Del mismo modo en que algunas tecnologías nacidas de la burbuja informática nos han cambiado la vida, los criptoactivos que sobrevivan podrían influir considerablemente en la manera en que ahorramos, invertimos y pagamos las cuentas. Es por eso que las autoridades deberían mantener una actitud abierta y elaborar un marco regulatorio imparcial que reduzca los riesgos y a la vez permita que el proceso creativo dé fruto. Esa es una de las cosas que mencioné en un discurso ante el Banco de Inglaterra el año pasado.

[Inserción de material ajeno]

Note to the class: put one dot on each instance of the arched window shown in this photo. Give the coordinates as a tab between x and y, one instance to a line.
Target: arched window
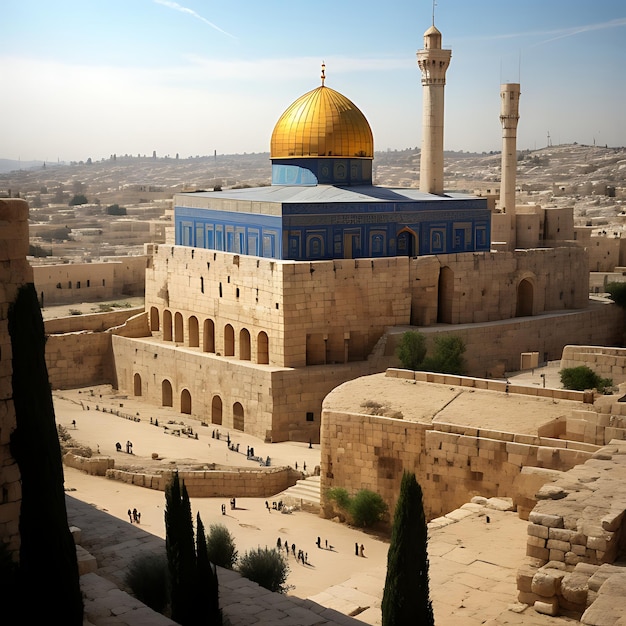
244	344
154	319
238	418
262	348
208	340
216	410
229	340
185	402
445	296
137	385
194	332
178	328
166	393
525	295
167	325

¿Cuáles son los posibles beneficios? Las respuestas ya están tomando cuerpo.
Rapidez y costo bajo

  • Los criptoactivos hacen posibles operaciones financieras rápidas y poco costosas, ofreciendo al mismo tiempo la comodidad del efectivo. Algunos servicios de pagos realizan transferencias al extranjero en cuestión de horas, ya no de días. Si las criptomonedas emitidas privadamente siguen siendo riesgosas e inestables, podría surgir una demanda para que los bancos centralessuministren dinero en modalidad digital, una idea que analizamos en la próxima edición del informe sobre la estabilidad financiera mundial.
  • La tecnología en la que se basan las criptomonedas —que se conoce como libro mayor distribuido, o LMD— podría facilitar un funcionamiento más eficiente de los mercados financieros. Los “contratos inteligentes” de ejecución y cumplimiento automático podrían eliminar la necesidad de algunos intermediarios. El mercado de valores australiano ya ha anunciado que recurrirá a la tecnología de LMD para administrar la compensación y la liquidación bursátil.
  • El almacenamiento cifrado de registros importantes es otro uso prometedor. El sector de la salud está estudiando cómo emplear la tecnología de LMD para mantener expedientes confidenciales brindando simultáneamente acceso a las empresas de seguros y otros usuarios autorizados.
  • En las economías en desarrollo, estos avances pueden ayudar a proteger los derechos de propiedad, afianzar la confianza del mercado y promover la inversión. En Ghana, donde la propiedad inmobiliaria a menudo es objeto de controversias, una plataforma LMD llamada Bitlandpromete ayudar a resolver el problema dejando oficialmente asentadas las ventas de terrenos.

Un equilibrio mejor
En mi opinión, la revolución de las tecnofinanzas no eliminará la necesidad de intermediarios de confianza, como brókeres y banqueros. Sin embargo, esperamos que las aplicaciones descentralizadas impulsadas por los criptoactivos conduzcan a una diversificación del panorama financiero, un equilibrio mejor entre los proveedores de servicios centralizados y descentralizados y un ecosistema financiero más eficiente y potencialmente más resistente a las amenazas.
¿Cuáles son las implicaciones para la estabilidad financiera? Según nuestras estimaciones preliminares, teniendo en cuenta que su alcance es pequeño y que sus vínculos con el resto del sistema financiero son limitados, los criptoactivos no representan un peligro inmediato. Aun así, los reguladores deben mantenerse atentos: los criptoactivos pueden acentuar los riesgos de una operatoria sumamente apalancada e intensificar la transmisión de los shocks económicos si se integran más íntimamente a los productos financieros.
Además, los bancos y otras instituciones financieras enfrentarán retos a sus modelos de negocios en caso de que se produzca un vuelco a gran escala hacia los criptoactivos como sustitutos de las monedas emitidas por los gobiernos. Desde el punto de vista de los reguladores, podría complicarse la tarea de velar por la estabilidad de un sistema financiero más difuso y descentralizado. Los bancos centrales podrían tener más dificultades para actuar como prestamistas de última instancia en caso de crisis.
Enfoque imparcial
Antes de poder transformar la actividad significativa de manera sustancial y duradera, los criptoactivos tendrán que ganarse la confianza y el apoyo de los consumidores y las autoridades. Un primer paso importante será forjar un consenso dentro de los círculos regulatorios mundiales en torno al papel que los criptoactivos deben jugar. Como no conocen fronteras, la cooperación internacional será fundamental.
Con sus 189 países miembros, el FMI puede desempeñar una función crítica, ofreciendo asesoramiento y sirviendo de foro para el diálogo y la colaboración en pos de la elaboración de un enfoque regulatorio uniforme.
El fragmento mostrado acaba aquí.